Bastidas was confused again, and said so.

“You see, my friend, as I said to you earlier, it is all about timing.” Adina was clearly pleased with this aspect of his plan. “We are within days of the first hurricane of the season in the Gulf of Mexico. As you have likely heard there is already a tropical gale forming off to our southeast. In the next week there are predictions of more intense storms and, hopefully, we will see the usual series of hurricanes veering into the Gulf. We don’t need anything reaching the power of Hugo or even the recent assault of Ike on those coastal towns. A normal Category One hurricane should be quite sufficient to cover our tracks and, if it does not, there will be little remaining of our efforts to give the Americans any way to credibly fix the blame. They will have suspicions and accusations, of course, but the damage will have been done. That is the main thing.”

Bastidas continued to study the first chart, as if there were something else he should understand. He finally sat back, lifted his cocktail, and said, “Surely these refineries have defenses in place for this sort of attack.”

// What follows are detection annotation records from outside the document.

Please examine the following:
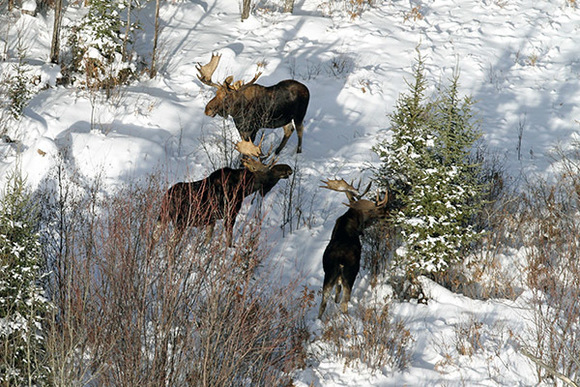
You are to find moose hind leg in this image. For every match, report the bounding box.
[318,272,338,319]
[276,121,294,154]
[340,266,359,314]
[334,276,342,304]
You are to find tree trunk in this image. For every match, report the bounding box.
[149,0,161,78]
[242,0,252,21]
[284,0,294,13]
[121,0,133,61]
[50,0,63,63]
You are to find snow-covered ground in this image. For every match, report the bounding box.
[0,0,580,386]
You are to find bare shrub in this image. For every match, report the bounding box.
[520,151,580,382]
[322,301,413,371]
[278,157,316,236]
[38,171,308,386]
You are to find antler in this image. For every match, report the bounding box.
[320,179,361,203]
[320,179,371,203]
[236,136,264,158]
[236,135,278,172]
[195,54,222,87]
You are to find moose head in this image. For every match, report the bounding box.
[318,179,388,318]
[196,54,310,154]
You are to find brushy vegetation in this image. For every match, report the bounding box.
[34,171,311,386]
[0,173,51,386]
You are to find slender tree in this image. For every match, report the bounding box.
[50,0,63,63]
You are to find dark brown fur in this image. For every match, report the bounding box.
[205,79,310,154]
[318,203,386,318]
[159,164,292,246]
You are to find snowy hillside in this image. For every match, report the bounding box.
[0,0,580,387]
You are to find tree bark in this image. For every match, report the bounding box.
[149,0,161,78]
[242,0,252,21]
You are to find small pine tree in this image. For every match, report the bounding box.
[68,0,138,91]
[0,174,50,386]
[374,50,482,288]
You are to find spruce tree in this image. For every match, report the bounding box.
[374,54,482,279]
[0,174,50,386]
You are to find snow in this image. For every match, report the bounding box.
[0,0,580,387]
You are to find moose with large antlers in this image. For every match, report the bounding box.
[197,54,310,154]
[158,140,292,246]
[318,179,388,319]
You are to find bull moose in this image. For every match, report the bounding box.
[158,141,292,246]
[196,54,310,154]
[318,179,388,319]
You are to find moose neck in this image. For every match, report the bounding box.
[332,208,365,240]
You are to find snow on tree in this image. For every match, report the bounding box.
[374,54,483,286]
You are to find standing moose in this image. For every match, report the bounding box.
[318,179,388,319]
[196,54,310,154]
[156,141,292,246]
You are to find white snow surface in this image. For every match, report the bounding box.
[0,0,580,387]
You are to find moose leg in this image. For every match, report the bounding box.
[334,276,342,304]
[296,122,304,153]
[224,219,234,247]
[203,223,215,245]
[276,121,294,154]
[340,265,359,314]
[318,270,339,319]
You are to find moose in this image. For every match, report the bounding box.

“Surely,” Adina agreed pleasantly. “But we have three advantages in our little chess match. First, we are in the process of gathering inside information on those security mechanisms. Second, by taking out the communications center in Fort Oscar we have damaged the surveillance capabilities of the American military in the area. Not crippled them, I admit, but at least slowed them down. They still have naval reconnaissance and satellite capability, but we have helped our cause.” He paused to take a sip of his cocktail.

“You said three,” Bastidas reminded him.

“Ah yes. With Fort Oscar down, we can deliver these charges by submarine. It will be far more difficult for them to detect our movements until it is too late to prevent the attack.”

“Submarine?”

Adina offered up another version of his thin-lipped smile. “A nice touch, don’t you think?”

CHAPTER FORTY-EIGHT

MARAND, IRAN

A
FTER THREE DAYS
in custody Rasa Jaber was beyond hope. Her husband had fled to the United States without her. Her captors refused to believe she had no knowledge of his defection or the reasons behind it. Her life had become a jumble of fear, disappointment, isolation, and betrayal.

She sat on the cement floor of a windowless cell, her arms clutched tightly around her knees as she hunched in the corner, struggling to make sense of all this. After the initial interrogation, which had lasted more than twenty-four uninterrupted hours, she was tossed into this hole and left here. Alone. Stripped naked, she felt the rough concrete against the tender skin of her bottom every time she moved, a reminder of the utter degradation she was suffering. They had not tortured her. They had not beaten her. They had simply deprived her of her dignity and of any human contact. Her food, such as it was, came through a slot in the large, thick metal door once a day, or what she guessed to be once a day. She had no idea how long she had been there. She existed in total darkness, without sanitation or running water. It was warm and dank and she was sickened by the foul odor of the tiny room.